I should probably tell you not to read the article I’ve linked to, or to others written about mother and daughter by Judith Thurman as the opening of a window on the real life behind the books is one of mixed fortunes, with rather more on the negative side. However, Laura’s daughter, Rose Lane Wilder, does come across as an early feminist who, left alone after divorce and the death of her infant son, took her own situation in hand and set about putting her talents and enthusiasm to work to make a living for herself. She got into journalism and wrote pot boiler biographies of prominent figures – although she was no slave to accuracy and was sued by  Charlie Chaplin. Her novels were successful in that they brought her an income but they never received the praise from the literary set which she so desired.

Whitework rose embroidered cushion: lower half

 Politics became her next passion and this is where she begins to get interesting to us. In today’s politics libertarianism has had a revival as current political debate focuses on the extent to which the state should dictate how we live our lives and spend our money. Rose may have been the first person to use the term ‘libertarian’ to describe “nascent revolt against state authority” (and I’m quoting Thurman, not Rose here) which was a philosophy of individualism and self help; in practice this meant minimal social security measures and virtually no form of taxation. She was a friend of Ayn Rand who, for a few months last year was fashionable  when cited as inspirational by Paul Ryan, Republican presidential running mate to  Mitt Romney in the 2012 American Presidential Election. Interestingly, Rose fell out with Rand over the latter’s lack of religious belief for Rose could never quite eradicate  the Biblical message to love thy neighbour as thyself.  Her own history informed her belief for she thought the pioneers would have died in even greater numbers if they had resisted the urge to help each other and had lived out the philosophy of every man for himself. Whatever her broad political aims were, her personal ambition was to bring her income to the point at which she would no longer be liable for federal taxes.
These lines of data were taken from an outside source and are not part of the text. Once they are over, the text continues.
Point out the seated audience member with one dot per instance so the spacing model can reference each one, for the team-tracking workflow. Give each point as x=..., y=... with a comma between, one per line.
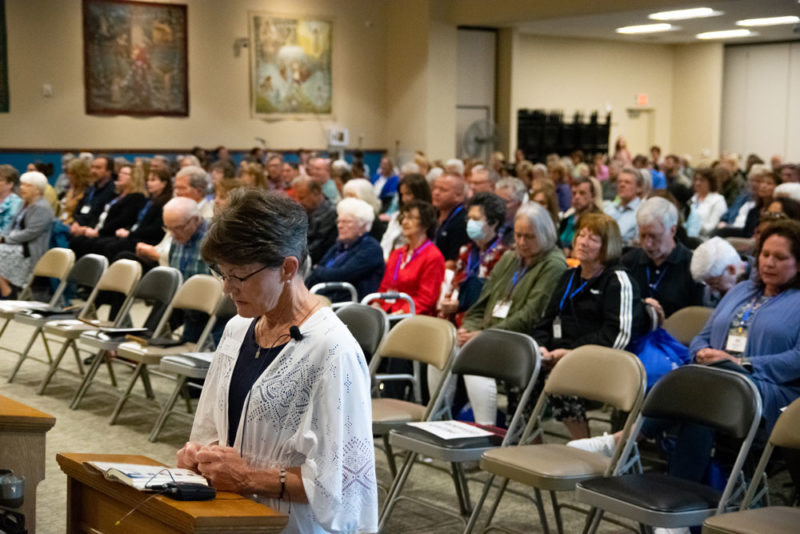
x=596, y=303
x=583, y=203
x=9, y=200
x=361, y=189
x=660, y=265
x=222, y=192
x=749, y=326
x=630, y=186
x=514, y=193
x=716, y=264
x=514, y=297
x=706, y=205
x=543, y=193
x=485, y=213
x=449, y=192
x=192, y=182
x=519, y=287
x=321, y=215
x=320, y=172
x=28, y=237
x=121, y=212
x=356, y=257
x=385, y=183
x=412, y=187
x=763, y=198
x=94, y=201
x=417, y=268
x=252, y=175
x=481, y=180
x=149, y=225
x=559, y=175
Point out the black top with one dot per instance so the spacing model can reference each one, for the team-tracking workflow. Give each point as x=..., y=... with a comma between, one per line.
x=93, y=202
x=251, y=364
x=452, y=233
x=606, y=311
x=670, y=283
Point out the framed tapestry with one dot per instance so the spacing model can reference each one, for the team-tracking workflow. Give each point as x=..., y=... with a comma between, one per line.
x=135, y=58
x=3, y=60
x=290, y=66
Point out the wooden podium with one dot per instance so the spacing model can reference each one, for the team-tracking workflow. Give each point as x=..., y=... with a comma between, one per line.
x=95, y=505
x=22, y=448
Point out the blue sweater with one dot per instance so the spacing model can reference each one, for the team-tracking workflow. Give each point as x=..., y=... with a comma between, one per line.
x=361, y=264
x=773, y=343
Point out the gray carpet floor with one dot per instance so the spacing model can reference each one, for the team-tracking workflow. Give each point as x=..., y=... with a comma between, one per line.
x=87, y=430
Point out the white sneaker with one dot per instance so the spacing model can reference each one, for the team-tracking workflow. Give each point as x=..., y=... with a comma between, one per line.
x=600, y=444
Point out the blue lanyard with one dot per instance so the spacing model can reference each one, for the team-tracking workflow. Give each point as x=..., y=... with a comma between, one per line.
x=654, y=287
x=472, y=268
x=567, y=293
x=400, y=260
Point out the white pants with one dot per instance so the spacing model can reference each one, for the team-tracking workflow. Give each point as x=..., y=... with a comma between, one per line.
x=481, y=391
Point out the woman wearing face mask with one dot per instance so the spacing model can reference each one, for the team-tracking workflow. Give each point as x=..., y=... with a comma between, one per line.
x=485, y=213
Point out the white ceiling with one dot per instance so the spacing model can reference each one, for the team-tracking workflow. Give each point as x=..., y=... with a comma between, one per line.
x=602, y=26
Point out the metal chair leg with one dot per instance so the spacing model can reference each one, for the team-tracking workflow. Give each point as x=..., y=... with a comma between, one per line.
x=126, y=394
x=24, y=354
x=53, y=367
x=395, y=489
x=87, y=380
x=166, y=410
x=476, y=511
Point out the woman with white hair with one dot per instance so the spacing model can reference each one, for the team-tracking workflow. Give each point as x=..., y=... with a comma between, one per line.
x=356, y=257
x=362, y=189
x=29, y=236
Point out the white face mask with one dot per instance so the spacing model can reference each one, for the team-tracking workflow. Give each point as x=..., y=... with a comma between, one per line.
x=475, y=230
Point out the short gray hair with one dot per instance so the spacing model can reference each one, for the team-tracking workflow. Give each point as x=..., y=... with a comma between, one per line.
x=657, y=209
x=538, y=217
x=711, y=259
x=36, y=179
x=516, y=185
x=187, y=207
x=197, y=177
x=363, y=190
x=359, y=209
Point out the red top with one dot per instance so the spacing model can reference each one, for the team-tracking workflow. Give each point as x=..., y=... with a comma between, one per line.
x=421, y=278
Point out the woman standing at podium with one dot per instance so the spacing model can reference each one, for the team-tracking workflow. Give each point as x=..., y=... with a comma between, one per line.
x=285, y=413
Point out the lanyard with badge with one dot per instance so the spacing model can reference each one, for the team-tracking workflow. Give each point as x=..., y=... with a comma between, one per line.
x=557, y=334
x=503, y=306
x=737, y=335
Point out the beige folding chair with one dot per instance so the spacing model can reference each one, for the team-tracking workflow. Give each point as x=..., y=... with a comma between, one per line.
x=200, y=293
x=772, y=519
x=86, y=272
x=121, y=277
x=591, y=372
x=422, y=339
x=687, y=322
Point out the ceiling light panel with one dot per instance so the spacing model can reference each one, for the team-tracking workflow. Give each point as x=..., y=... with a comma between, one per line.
x=726, y=34
x=646, y=28
x=769, y=21
x=685, y=14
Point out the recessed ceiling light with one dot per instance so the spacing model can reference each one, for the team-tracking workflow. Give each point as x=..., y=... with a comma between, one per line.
x=725, y=34
x=646, y=28
x=769, y=21
x=683, y=14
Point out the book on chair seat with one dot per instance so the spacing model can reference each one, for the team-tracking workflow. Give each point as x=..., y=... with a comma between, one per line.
x=146, y=477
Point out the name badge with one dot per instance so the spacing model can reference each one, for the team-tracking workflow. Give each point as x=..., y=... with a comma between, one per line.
x=557, y=328
x=501, y=309
x=737, y=341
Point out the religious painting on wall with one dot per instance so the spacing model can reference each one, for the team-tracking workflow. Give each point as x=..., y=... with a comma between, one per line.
x=135, y=58
x=3, y=60
x=290, y=70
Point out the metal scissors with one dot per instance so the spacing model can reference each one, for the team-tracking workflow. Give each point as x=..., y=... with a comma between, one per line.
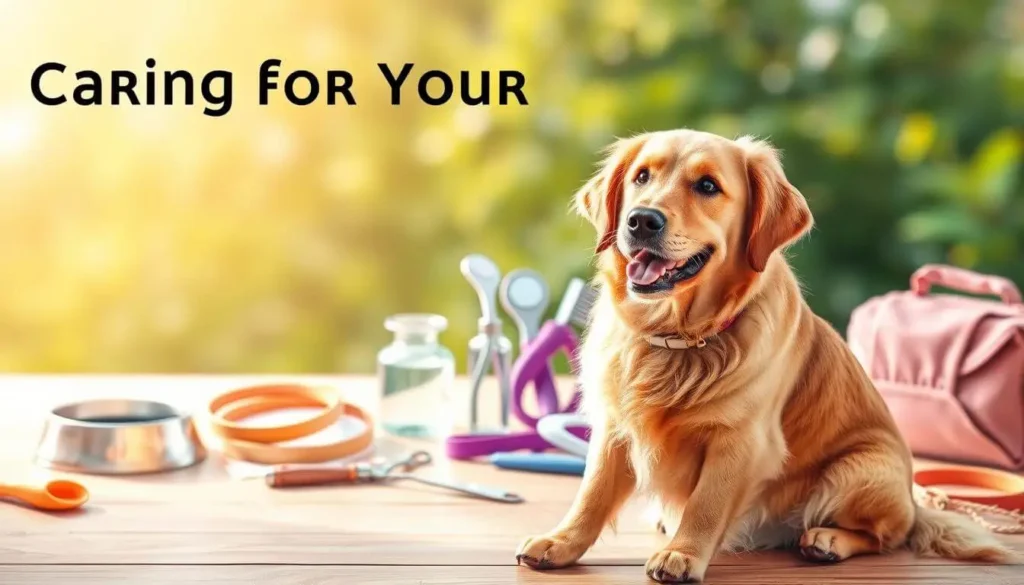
x=288, y=476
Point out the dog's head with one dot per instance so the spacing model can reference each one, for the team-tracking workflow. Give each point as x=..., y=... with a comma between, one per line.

She succeeded in this by cutting down on her lucrative fiction writing and reducing her outgoings, growing her own food and making use of what she already had – in all returning to a pioneer life style (presumably without the fear of the original frontier existence).
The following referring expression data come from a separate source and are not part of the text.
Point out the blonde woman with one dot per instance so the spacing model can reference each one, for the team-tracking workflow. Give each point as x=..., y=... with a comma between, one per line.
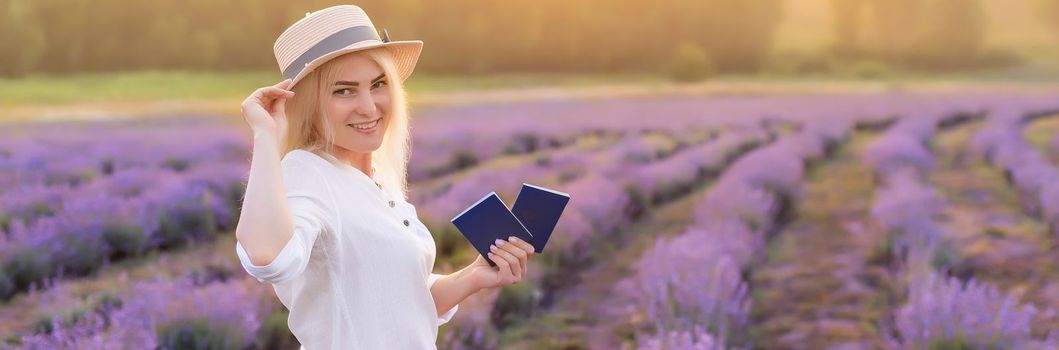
x=325, y=219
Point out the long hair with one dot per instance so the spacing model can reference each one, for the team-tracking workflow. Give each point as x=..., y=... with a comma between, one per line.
x=308, y=128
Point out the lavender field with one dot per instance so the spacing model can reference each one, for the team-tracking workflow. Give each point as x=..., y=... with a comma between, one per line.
x=869, y=220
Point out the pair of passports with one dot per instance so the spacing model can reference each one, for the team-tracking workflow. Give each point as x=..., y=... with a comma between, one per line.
x=532, y=219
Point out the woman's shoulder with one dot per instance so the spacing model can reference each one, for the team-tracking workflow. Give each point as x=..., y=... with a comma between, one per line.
x=303, y=157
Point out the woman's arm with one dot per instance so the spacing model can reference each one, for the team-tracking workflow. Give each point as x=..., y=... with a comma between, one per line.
x=265, y=221
x=512, y=258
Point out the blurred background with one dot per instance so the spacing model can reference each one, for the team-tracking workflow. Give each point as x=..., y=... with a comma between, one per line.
x=745, y=173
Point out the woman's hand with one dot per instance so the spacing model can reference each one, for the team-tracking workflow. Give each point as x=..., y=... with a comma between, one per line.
x=512, y=258
x=264, y=109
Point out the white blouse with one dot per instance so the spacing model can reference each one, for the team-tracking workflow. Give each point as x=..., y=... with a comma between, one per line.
x=357, y=272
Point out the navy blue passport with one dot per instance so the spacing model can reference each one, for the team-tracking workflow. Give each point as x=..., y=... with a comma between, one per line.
x=539, y=208
x=488, y=220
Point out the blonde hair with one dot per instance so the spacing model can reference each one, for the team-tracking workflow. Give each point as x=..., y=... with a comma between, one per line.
x=308, y=128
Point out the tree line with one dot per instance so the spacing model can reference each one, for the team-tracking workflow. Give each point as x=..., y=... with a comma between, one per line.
x=476, y=36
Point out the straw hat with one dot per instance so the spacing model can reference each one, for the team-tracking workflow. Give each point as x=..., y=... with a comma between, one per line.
x=333, y=32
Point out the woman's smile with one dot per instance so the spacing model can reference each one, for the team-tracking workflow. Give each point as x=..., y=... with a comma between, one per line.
x=369, y=127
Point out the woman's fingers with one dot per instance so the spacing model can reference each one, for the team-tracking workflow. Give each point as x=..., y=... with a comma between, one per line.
x=528, y=249
x=283, y=85
x=518, y=252
x=523, y=244
x=503, y=266
x=513, y=261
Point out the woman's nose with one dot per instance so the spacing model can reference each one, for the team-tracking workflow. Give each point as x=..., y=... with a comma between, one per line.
x=365, y=105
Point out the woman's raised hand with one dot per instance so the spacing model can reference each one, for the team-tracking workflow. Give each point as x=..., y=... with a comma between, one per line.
x=512, y=257
x=264, y=109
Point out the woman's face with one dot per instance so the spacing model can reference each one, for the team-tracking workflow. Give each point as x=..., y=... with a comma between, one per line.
x=357, y=104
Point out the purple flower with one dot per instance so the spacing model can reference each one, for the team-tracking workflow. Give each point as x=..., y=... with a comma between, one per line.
x=971, y=314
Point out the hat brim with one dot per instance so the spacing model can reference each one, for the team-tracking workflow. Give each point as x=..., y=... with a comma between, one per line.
x=406, y=55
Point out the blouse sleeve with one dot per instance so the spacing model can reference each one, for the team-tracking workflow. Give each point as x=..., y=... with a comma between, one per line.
x=307, y=197
x=442, y=319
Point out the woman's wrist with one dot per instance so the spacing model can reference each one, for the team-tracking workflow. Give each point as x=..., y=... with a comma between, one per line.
x=466, y=278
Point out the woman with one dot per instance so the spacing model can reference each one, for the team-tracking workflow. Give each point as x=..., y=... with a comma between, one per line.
x=328, y=224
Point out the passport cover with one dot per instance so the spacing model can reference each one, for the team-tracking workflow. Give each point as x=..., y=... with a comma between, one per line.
x=488, y=220
x=539, y=208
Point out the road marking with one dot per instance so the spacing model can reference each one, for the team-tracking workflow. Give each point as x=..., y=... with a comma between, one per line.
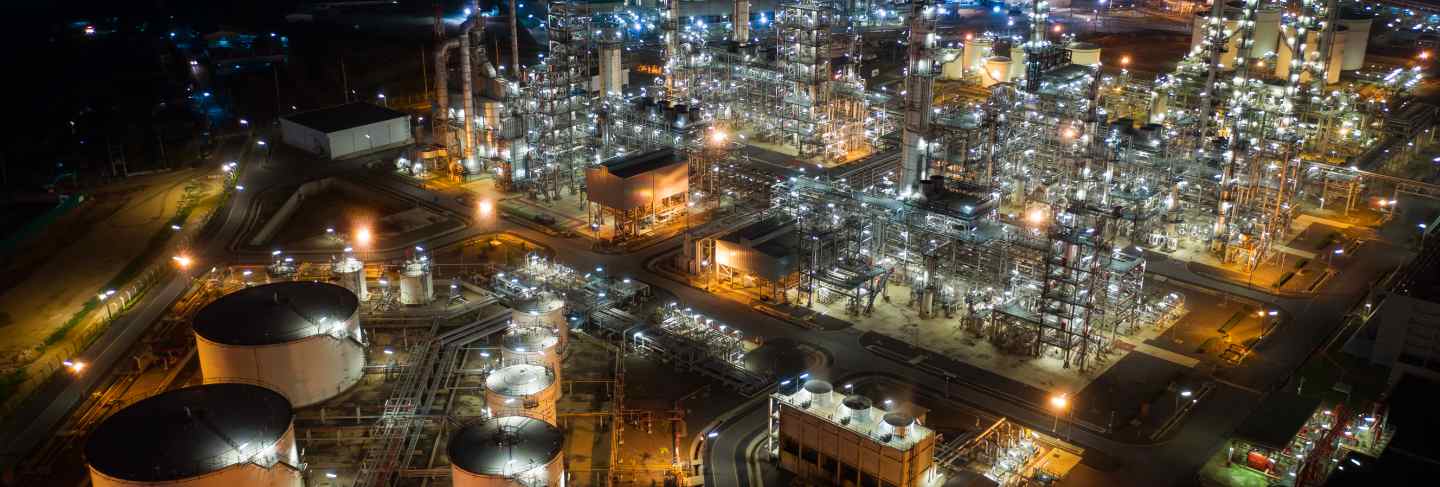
x=1161, y=353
Maternal passion led her into a series of complex relationships with those she regarded as protégés. She was subject to difficult episodes of depression and furious activity and would probably be diagnosed with bipolar disorder today.

After WWI, she was a correspondent for the American Red Cross, still reporting from Vietnam in 1965 when she was 78. She died in 1968. Her heir and adopted son, Roger MacBride, was the Libertarian Party’s candidate for President in 1976.

I have only touched on a little corner of this remarkable woman’s many achievements and I may have left the impression she was something of an intimidating virago. This would be grossly unfair as she was regarded by friends as a warm and witty companion both in conversation and in letters.

Life was not all politics and I was delighted to find that she found time to write a popular and commercially successful book on the history of needlework.